Tu vas également apprendre à aimer ton corps, à le respecter enfin. C'est en tout cas ce qui m'est arrivé et ce n'est pas si ancien que ça.

Carcasse

On n'y peut rien les années passent

Sur toi le temps laisse des traces

Et je sens que je change aussi

Avance

Ton arme à toi c'est l'espérance

À chaque jour qui recommence

On recommence notre vie

Carcasse

Depuis longtemps quoi qu'on y fasse

Et jusqu'à ce qu'on se défasse

Tu restes ma meilleure amie 

Portrait de hellow

l'égo c'est le je essentiel pour la construction des enfants, mais profondément superficiel et destructeur pour les adultes

Portrait de Cmoi

L'ego n'a effectivement que peu d'intérêt à l'âge adulte, puisque la perception que l'on a de soi est souvent complètement erronée. Même si s'en débarrasser n'est pas simple. Mais à force de ne se tourner que vers les autres comme le faisait Rimbaud, on finit par se mettre soi même "hors jeu". La compassion c'est bien, mais également envers soi. 

Portrait de Rimbaud

Moi qui suis quasi né désiquilibré, j'ai toujours cherché l'équilibre (sans y parvenir car c'est si fragile)... ce serait formidable Cmoi si ce que tu dis pouvait m'arriver : respecter son corps, en prendre soin... Je ne travaille que là-dessus depuis le vih, c'est tout nouveau... 

Hellow a raison je pense mais tout dépend de ce rapport à l'enfance. Si l'enfance n'a pas eu lieu "normalement", si la construction a été compliquée alors l'ego demeure... 

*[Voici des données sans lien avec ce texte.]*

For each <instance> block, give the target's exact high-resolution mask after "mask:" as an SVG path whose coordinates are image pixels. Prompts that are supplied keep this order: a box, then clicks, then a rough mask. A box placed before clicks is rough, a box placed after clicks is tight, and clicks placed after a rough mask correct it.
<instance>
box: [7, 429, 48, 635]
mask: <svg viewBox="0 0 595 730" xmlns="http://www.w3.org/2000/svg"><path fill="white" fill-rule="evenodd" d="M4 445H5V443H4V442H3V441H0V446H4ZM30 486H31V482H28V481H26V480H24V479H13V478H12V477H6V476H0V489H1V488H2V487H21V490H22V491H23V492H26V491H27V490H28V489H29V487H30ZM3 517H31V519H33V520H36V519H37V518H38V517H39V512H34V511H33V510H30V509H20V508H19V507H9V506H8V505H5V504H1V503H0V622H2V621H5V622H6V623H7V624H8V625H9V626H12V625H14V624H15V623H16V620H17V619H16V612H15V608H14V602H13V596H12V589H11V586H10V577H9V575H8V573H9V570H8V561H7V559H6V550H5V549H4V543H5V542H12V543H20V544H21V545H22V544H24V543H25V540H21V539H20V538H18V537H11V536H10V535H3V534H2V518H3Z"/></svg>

tout ça m'aide beaucoup, vous n'avez pas idée.

Portrait de hellow

mais je parlais de LEGO le célèbre jeu de construction des enfants

Portrait de Rimbaud

LaughingLaughingLaughing

Portrait de Sealiah

Je n'aurais de cesse de chercher mon enfance.Une enfance insouciante,faites de jeux et d'apprentissages?.Mon enfance nomade a des répercutions dans ma vie d'adulte.

Je te souhaites de trouver cet équilibre.Quelle âge ont tes victimes?Être enseignant, mais pour quel enseignement?

Ton nouveau statut te commande.Quoi?